‘Lifestyle Industrial’ might be the next big trend in property investment

Key growth area identified in burgeoning markets in inner cities and Sunshine Coast

‘Lifestyle Industrial’ might be the next big trend in property investment

News

By Mike Wood

One of Australia’s leading property advisory groups, Herron Todd White, has identified what it describes as ‘lifestyle industrial’ as a growth trend in residential property that is driving demand in our capital cities.

Lifestyle Industrial refers to the combination of industrial spaces with commercial and residential, with former heavy industrial premises living side-by-side with shops, bars and restaurants and dwellings.

“Lifestyle Industrial is a mix,” explains Chris McKillop, commercial director at Herron Todd White. “Industrial is changing: you’re going to still have heavy industrial uses, but Lifestyle Industrial is adding that retail focus.”
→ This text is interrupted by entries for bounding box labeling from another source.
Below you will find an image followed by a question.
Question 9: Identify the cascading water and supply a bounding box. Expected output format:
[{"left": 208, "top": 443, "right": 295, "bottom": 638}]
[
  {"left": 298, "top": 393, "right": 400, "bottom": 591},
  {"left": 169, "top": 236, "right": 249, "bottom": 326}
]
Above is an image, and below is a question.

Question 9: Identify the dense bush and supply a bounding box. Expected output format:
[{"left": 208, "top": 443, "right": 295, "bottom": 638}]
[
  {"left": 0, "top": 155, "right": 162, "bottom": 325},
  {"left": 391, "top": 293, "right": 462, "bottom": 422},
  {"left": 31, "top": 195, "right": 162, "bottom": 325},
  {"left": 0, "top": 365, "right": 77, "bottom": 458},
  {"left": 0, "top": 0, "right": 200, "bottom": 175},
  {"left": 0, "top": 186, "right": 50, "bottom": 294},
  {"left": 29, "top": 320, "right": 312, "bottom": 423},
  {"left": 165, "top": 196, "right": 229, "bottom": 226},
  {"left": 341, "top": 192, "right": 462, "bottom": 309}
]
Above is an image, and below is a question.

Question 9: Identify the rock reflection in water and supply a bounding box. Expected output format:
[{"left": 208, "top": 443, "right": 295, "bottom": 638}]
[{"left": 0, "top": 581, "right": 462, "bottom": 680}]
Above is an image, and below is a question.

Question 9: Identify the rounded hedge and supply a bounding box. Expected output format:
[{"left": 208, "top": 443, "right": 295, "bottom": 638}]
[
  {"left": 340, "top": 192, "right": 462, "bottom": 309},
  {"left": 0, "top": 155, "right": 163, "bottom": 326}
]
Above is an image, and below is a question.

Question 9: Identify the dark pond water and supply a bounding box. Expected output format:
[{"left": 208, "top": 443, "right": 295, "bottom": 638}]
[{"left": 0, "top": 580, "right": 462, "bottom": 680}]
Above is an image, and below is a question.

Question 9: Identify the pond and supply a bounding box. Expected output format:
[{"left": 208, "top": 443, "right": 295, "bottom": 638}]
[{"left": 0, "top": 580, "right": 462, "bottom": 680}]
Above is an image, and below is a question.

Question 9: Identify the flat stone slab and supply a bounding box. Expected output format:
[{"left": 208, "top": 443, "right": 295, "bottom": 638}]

“You’re getting tenants in older industrial areas that have been surrounded by residential development in the last 20 or 30 years, so you’re getting uses like breweries, restaurants, barbers and florists.”

“As part of that, some savvy developers are seeing the opportunity to latch on and have the old caretaker’s units which were not always great, but given the changes of uses and the addition of amenities, they’re being viewed more favourably.”

Moffat Beach on the Sunshine Coast in Queensland is cited by Herron Todd White as an example of this trend, but it is present in many other areas.

“Look at the old Woolhouse precinct in Brisbane,” said McKillop. “It just got completely gentrified into a residential area, whereas these are still operating industrial estates but have more amenities in them. Stockland and the new Aura estate are changing their uses in the new staging to allow for a gym, a vet and all these types of uses to go in there.”

“In the larger cities, you’re seeing changing uses of old office buildings well. Fringe locations where office vacancies started to creep up, people are rethinking the use of buildings. They’re looking to change the use in those fringe areas of cities.”

“We’re seeing it in the Sunshine Coast market. There’s a change of traditional industrial property - which is still operating, it’s not taking warehouses and making them residential – from, say, steel fabrication to a florist.”

“It then makes people look at building, still under industrial use code, your typical structure but with more architectural flourish, and adding in caretaker’s units above."

“At Moffat Beach, for example, on the Sunshine Coast,  they’re purchasing a 100sqm industrial warehouse and a 100sqm two bedroom, one bathroom unit above for $700,000. And that’s in an area where it costs $1m to buy a house.”